1. If $\epsilon > 0$ then $\frac 1{\epsilon}$ exists (that's easy; $\mathbb R$ is a field so multiplicative inverses exist).
2. If $\epsilon > 0$ then $\frac 1{\epsilon} > 0$. (You should have proven that already and can take that as a given without even acknowledging it is in question.)[The proof is If $\frac 1\epsilon \le 0$ and $\epsilon > 0$ we would have $1 =\frac 1\epsilon \cdot \epsilon \le 0\cdot \epsilon = 0$; a contradiction].
3. For any $M = \frac 1{\epsilon}\in \mathbb R$, there exists a natural number $n: n> M$.

And 3: (which says nothing more or less than "The Natural numbers are not bounded above") is the real heart of the issue.

Depending on the level of the book you may or may not be able to take that for granted.

But it is equivalent to the Archimedian principal. $1 > 0$ so for any $M =\frac 1{\epsilon} \in \mathbb R$ there is an $n\in \mathbb N$ so that $n*1 > M$.

.....

To sum up:

$\epsilon > 0$.

So $\frac 1{\epsilon} > 0$.

So there exists an $n\in \mathbb N$ so that $n > \frac 1\epsilon$.

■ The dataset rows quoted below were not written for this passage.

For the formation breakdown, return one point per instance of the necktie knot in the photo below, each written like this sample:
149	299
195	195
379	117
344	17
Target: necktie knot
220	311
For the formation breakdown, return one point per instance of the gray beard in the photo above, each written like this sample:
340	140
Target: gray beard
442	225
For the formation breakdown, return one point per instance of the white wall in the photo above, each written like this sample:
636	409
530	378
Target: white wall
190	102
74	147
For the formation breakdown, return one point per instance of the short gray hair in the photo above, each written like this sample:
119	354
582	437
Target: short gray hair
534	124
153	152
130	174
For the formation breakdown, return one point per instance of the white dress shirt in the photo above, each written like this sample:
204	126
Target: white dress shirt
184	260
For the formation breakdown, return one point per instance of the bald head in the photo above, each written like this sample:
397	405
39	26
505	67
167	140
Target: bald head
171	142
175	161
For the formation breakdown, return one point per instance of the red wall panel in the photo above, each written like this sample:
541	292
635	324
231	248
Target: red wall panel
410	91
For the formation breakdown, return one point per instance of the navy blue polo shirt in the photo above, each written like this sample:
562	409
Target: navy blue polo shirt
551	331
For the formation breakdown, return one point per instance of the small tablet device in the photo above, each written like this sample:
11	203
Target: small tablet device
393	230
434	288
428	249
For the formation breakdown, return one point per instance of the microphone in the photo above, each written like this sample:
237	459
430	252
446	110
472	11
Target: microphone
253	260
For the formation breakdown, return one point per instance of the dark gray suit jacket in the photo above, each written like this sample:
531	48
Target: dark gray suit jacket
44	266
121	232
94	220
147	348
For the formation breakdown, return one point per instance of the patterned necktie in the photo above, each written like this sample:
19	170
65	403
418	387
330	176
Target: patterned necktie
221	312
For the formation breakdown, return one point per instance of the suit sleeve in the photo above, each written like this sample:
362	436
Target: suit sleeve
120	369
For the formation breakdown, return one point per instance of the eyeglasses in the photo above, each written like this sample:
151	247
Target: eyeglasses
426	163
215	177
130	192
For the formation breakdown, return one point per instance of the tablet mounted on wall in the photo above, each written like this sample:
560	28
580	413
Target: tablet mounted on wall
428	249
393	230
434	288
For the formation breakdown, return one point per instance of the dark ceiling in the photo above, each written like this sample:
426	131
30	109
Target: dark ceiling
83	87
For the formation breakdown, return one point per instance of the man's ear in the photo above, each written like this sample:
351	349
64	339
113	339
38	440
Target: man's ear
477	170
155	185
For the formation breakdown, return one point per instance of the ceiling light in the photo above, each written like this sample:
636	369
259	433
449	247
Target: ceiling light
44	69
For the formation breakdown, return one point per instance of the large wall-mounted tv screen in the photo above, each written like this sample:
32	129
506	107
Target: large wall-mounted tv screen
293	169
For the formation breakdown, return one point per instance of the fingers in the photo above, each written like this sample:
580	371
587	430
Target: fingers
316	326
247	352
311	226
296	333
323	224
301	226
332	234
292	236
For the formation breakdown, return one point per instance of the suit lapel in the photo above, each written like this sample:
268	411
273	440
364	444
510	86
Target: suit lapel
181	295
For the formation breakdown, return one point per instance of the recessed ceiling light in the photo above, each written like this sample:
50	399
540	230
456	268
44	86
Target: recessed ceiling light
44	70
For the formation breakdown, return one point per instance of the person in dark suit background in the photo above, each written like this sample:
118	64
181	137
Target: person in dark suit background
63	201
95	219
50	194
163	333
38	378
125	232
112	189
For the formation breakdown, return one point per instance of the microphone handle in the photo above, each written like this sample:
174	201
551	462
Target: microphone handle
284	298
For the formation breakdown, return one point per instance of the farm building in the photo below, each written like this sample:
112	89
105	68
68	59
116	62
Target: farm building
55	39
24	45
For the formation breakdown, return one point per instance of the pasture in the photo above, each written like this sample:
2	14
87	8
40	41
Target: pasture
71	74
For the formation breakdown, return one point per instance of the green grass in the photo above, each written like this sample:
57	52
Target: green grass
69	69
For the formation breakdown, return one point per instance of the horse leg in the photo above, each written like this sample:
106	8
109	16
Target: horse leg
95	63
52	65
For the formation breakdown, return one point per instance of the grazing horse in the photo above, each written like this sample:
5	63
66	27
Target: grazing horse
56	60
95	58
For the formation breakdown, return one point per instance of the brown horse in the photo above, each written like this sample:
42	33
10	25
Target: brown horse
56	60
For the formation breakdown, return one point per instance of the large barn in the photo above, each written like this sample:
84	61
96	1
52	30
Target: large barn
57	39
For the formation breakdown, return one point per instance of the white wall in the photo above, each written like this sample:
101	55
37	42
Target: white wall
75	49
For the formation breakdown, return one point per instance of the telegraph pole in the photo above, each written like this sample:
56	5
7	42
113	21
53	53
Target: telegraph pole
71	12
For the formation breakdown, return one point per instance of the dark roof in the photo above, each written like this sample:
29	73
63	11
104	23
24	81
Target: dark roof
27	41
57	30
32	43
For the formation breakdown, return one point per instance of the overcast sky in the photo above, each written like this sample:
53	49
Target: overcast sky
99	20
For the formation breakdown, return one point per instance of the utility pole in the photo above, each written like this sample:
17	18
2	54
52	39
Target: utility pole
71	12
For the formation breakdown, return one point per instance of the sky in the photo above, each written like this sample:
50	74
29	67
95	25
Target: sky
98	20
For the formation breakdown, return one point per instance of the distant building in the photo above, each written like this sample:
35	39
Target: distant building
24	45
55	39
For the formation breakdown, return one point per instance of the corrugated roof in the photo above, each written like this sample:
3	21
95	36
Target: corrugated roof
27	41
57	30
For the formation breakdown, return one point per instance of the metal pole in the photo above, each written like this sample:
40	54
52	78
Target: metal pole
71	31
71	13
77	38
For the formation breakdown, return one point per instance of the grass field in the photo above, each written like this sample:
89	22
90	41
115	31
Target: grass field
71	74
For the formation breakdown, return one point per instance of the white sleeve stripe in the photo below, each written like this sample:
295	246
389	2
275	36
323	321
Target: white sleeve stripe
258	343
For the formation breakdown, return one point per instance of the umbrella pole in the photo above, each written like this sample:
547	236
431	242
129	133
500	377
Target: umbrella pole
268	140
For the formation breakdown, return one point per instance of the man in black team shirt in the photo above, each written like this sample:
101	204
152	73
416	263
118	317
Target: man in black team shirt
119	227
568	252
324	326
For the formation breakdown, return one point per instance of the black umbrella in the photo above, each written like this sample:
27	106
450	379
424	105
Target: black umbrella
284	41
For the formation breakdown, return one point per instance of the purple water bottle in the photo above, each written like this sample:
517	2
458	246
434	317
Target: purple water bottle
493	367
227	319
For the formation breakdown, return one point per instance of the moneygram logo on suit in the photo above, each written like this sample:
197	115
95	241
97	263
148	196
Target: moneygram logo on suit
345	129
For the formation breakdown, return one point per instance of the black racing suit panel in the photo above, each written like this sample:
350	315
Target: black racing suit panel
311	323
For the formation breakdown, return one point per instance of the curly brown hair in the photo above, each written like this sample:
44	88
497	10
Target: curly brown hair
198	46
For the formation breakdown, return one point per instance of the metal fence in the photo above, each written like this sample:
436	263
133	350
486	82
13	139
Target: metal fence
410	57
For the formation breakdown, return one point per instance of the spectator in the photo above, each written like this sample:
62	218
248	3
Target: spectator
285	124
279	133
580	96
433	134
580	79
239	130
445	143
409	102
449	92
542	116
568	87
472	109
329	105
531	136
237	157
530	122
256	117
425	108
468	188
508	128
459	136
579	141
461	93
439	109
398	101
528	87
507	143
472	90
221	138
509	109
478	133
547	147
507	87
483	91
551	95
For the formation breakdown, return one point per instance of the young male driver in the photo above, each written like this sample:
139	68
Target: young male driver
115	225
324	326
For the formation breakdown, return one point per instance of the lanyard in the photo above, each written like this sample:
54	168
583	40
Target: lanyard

So $0 < \frac 1n < \epsilon$.

That's all you have to do.

Answer 2

Consider $n$ equal to $\lceil\frac{1}{\epsilon} \rceil$ (that means the smallest natural number that is greater or equal to $\frac{1}{\epsilon}$). Then you can easily see that $$0<\frac{1}{n} = \frac{1}{\lceil\frac{1}{\epsilon}\rceil} <\frac{1}{\frac{1}{\epsilon}}=\epsilon,$$ so for any $\epsilon\in\mathbb{R}$, you can just pick $n\in\mathbb{N}$ that way and the condition is verified (for that $n$ and for any other natural number grater that $n$).

Answer 3

You have almost said it yourself if you accept the Archimedian property: Let $\epsilon > 0$. Then there exists $n \in \mathbb{N}$ such that

$$n > \frac{1}{\epsilon} \implies \epsilon > \frac{1}{n}.$$